Ben Hensler, general counsel at the WRC, isn’t surprised that union outreach to brands and retailers has largely proven ineffective. More often than not, brands and retailers tend to take a less than hands-on approach to worker issues at their suppliers until it blows up in the media.
“Before they’re held to external scrutiny, brands are quite consistently willing to take the word of factory management for what happens rather than conducting an independent inquiry that takes seriously worker accounts of what happened to them,” Hensler said.
“And you see that over and over again,” he added. “You saw that with the minimum-wage situation in Karnataka, where local factory management said the case is still tied up in court, even though there was a court ruling that the wage increase was payable; it’s not just freedom of association.”

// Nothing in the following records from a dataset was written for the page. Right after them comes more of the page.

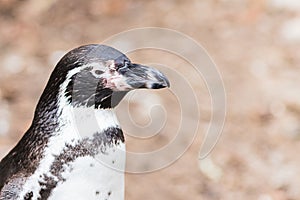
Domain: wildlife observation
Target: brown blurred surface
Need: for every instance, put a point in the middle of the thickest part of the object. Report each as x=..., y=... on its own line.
x=255, y=45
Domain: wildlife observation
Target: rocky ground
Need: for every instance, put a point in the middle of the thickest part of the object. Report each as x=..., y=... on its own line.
x=255, y=45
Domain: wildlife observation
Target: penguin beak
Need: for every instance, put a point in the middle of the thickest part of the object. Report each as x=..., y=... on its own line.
x=140, y=76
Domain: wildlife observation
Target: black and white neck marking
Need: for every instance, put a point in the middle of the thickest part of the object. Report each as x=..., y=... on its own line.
x=88, y=138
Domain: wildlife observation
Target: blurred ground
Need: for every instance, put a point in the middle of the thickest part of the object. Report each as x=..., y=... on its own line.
x=256, y=47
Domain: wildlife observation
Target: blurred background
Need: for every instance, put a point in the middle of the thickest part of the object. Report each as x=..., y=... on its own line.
x=254, y=43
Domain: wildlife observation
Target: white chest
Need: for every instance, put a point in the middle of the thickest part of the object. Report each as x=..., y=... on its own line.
x=94, y=178
x=83, y=175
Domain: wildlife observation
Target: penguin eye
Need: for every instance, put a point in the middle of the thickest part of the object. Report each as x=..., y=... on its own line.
x=123, y=65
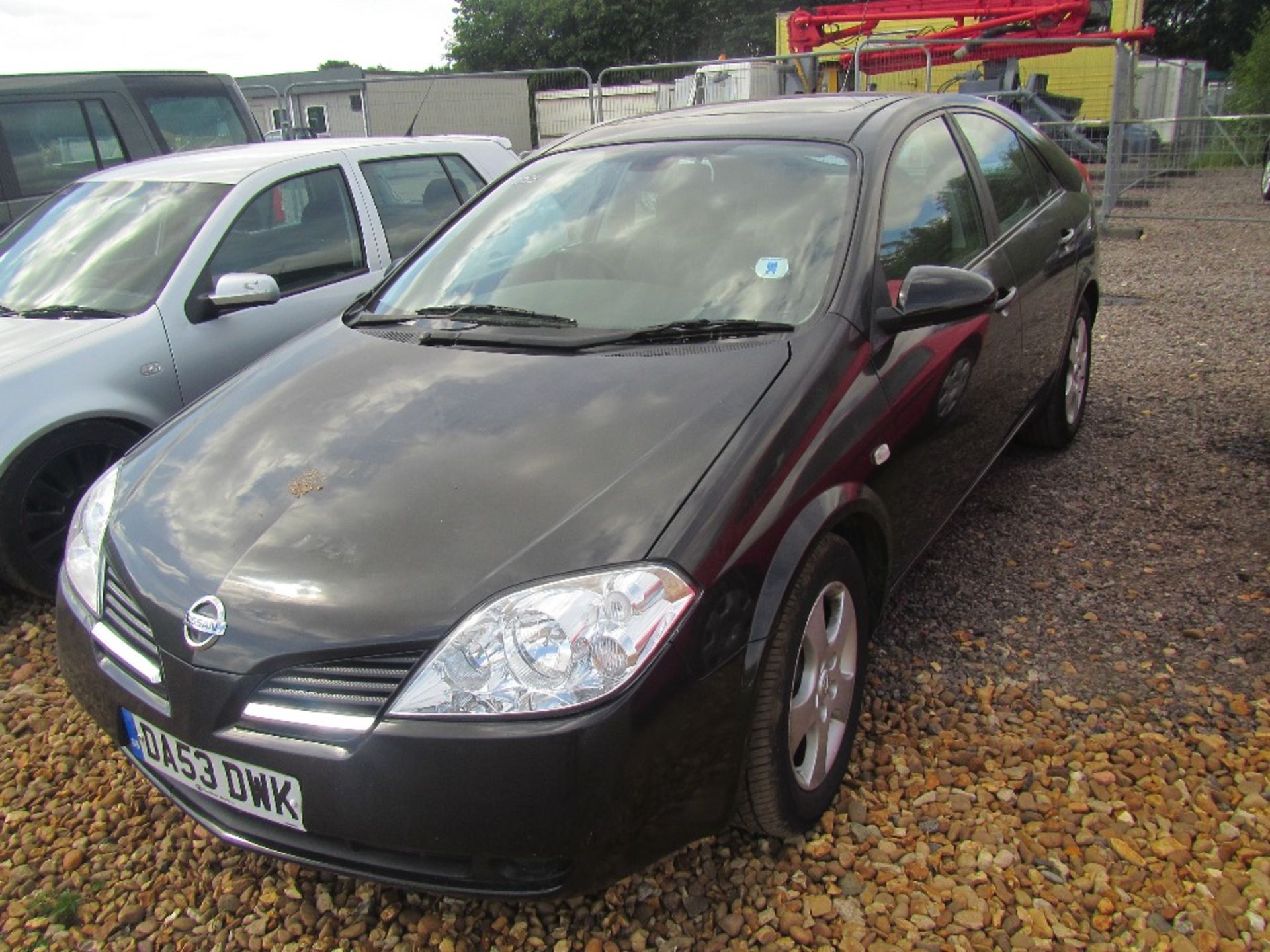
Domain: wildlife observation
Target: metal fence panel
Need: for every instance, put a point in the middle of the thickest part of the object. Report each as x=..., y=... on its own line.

The AFWA report said that the pandemic has “laid bare the structural inequalities within global fashion supply chains that are perpetuated and reinforced by the business models and purchasing practices of fashion brands.” In trying to boost their bottom lines through exploitative purchasing practices, it added, brands and retailers are perpetuating what it describes as the “garment industry trauma complex.”
Padma and workers like her just want to be heard but they say they feel voiceless. She said that Shahi has refused to speak to the union about her situation, saying it can only discuss matters with her or her husband.
“Who is going to listen to our complaints?” she asked. “Who is giving justice for us? This is the situation of the factory. We are asking for justice.”